Brummell Magazine: Period pieces, vintage watches

From Brummell Magazine  6 SEP 2017  by Jenna Wilson

Daniel Somlo

Manager and watchmaker, Somlo Antiques

Tell us a bit about Somlo and the type of vintage watches you specialise in.

We deal with several high-end watch brands including Patek Philippe, Cartier and Vacheron Constantin, as well as antique pocket watches from some of the biggest names in horological history, spanning more than 500 years. We also represent Omega as the only official vintage Omega boutique in the world.

Which Omega models are particularly covetable for collectors at the moment?

There are followings for many of the various vintage Omega lines but the clear winner is the Speedmaster. This timepiece was the first watch worn on the moon and bears a design inspired by the dashboard of Italian sports cars. Interestingly enough, it is the references that pre-date the moon landings that have the biggest appeal.

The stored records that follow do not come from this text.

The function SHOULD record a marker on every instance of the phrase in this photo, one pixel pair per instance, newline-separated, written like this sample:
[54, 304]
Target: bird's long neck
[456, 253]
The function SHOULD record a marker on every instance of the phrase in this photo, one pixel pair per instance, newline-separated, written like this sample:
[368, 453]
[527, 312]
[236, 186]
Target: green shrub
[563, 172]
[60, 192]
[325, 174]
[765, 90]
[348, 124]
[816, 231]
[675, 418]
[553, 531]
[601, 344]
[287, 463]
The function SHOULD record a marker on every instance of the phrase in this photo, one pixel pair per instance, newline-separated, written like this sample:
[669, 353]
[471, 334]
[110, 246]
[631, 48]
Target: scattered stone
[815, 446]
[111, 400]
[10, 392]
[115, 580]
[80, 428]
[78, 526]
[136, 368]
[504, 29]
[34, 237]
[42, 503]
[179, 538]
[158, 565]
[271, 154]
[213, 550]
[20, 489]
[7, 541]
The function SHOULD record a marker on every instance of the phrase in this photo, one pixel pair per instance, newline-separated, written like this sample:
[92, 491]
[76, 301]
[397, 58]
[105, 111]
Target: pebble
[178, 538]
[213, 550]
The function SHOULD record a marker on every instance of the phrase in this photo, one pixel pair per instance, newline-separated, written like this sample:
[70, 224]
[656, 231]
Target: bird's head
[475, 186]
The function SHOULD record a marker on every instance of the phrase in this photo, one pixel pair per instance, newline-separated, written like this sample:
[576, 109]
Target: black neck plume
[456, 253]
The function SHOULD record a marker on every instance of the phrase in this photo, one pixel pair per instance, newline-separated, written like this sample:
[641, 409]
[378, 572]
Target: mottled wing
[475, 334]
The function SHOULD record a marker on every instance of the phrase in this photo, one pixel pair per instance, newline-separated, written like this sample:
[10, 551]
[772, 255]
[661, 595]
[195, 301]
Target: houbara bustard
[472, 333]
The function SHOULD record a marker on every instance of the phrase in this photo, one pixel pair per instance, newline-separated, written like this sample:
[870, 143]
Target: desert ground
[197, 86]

What are your standout models?

Our stock covers hundreds of years of horological innovation, but standout pieces would include an incredibly early English pocket watch by John Snow dated around 1630; a wonderful Patek Philippe minute-repeater perpetual calendar; and a very rare, platinum, skeletonized Omega De Ville wristwatch (one of only 10 produced).

Do vintage watches usually require any special maintenance once they’ve been bought?

The watch should be serviced every three to five years depending on its use, as with most modern watches. Additionally one should never risk taking a vintage watch anywhere near water, even with diving watches.

What’s the most memorable or interesting piece to pass through your boutique and why?

We currently have a magnificent piece of English horological history by the famous company S Smith & Sons. Made in 1904, it’s a large, open-faced gold pocket watch with an incredibly rare English lever tourbillon. This watch achieved outstanding results from the Kew Observatory trials and is rated Class ‘A’ for its accuracy.